Darum geht Bäcker Imping in die Mercaden

Firmenchef erklärt die Gründe

Ein wenig überraschend fiel in dieser Woche auch der Name der Bäckerei Kleinespel & Imping, als es um die Mieter in den Mercaden ging. Der Firmenchef erläutert die Beweggründe.

Dorsten

, 07.11.2014, 06:18 Uhr / Lesedauer: 1 min
Hermann Imping und seine Tochter Julia werden im Frühjahr 2016 eine Filiale in den Mercaden eröffnen.

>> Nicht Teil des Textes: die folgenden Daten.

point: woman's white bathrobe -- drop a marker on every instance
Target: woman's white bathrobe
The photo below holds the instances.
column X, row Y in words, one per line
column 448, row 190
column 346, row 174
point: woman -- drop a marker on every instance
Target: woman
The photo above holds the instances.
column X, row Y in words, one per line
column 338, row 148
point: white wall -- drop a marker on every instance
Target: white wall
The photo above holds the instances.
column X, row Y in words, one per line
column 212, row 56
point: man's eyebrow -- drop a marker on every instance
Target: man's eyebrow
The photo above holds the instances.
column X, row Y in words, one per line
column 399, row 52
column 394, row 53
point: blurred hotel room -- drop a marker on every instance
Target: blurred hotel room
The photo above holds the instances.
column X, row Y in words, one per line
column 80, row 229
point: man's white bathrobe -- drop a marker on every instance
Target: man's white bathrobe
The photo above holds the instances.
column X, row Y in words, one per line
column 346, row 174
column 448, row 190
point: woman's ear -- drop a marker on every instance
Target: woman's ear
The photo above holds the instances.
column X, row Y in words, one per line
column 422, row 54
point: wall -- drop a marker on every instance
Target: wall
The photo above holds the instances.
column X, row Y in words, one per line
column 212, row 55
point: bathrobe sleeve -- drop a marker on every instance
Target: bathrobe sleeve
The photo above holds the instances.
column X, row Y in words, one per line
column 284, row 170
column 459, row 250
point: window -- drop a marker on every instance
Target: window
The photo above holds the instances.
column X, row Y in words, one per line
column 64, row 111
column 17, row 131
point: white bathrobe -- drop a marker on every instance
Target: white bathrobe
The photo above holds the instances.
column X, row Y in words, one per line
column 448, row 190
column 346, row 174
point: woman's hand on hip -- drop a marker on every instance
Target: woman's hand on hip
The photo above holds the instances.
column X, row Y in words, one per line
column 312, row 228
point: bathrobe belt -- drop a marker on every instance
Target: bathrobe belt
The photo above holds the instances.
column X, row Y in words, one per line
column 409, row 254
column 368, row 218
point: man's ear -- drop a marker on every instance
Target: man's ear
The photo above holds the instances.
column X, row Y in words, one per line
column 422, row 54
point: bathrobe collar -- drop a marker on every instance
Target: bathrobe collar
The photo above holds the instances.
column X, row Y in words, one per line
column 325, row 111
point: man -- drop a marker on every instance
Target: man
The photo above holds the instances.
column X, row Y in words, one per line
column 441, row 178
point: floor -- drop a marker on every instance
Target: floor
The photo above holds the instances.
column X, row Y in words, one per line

Hermann Imping und seine Tochter Julia werden im Frühjahr 2016 eine Filiale in den Mercaden eröffnen.

Hermann Imping antwortet auf die Frage nach dem Grund zunächst mit einer Gegenfrage: "Hätten wir uns erlauben können, nicht dort hinzugehen?" Ganz klar: Der Bäckermeister aus Dorsten, der mit seinem Unternehmen in diesem Jahr 100-jähriges Bestehen feierte, wollte das neue Feld keinem Konkurrenten überlassen. Imping freut sich jedenfalls: "Wir werden mitten in der Mall sein." Er räumt aber auch ein, dass die Verhandlungen nicht ganz einfach waren. "Die Pläne wurden mehrfach geändert, da gab es viel Gesprächsbedarf."Verkauf und Café

Insgesamt 80 Quadratmeter wird die Mercaden-Filiale von Kleinespel & Imping groß sein - "das ist nicht übertrieben viel", so Imping. Im vorderen Bereich werde es einen Verkaufsbereich geben, im hinteren ein Café eingerichtet. Ob für die neue Filiale in den Mercaden andere Geschäfte im Stadtgebiet geschlossen werden, lässt Imping offen. Er betonte aber: "Handel bedeutet Wandel."

In Dorsten betreibt das Unternehmen derzeit 21 Filialen und drei Schul-Bistros.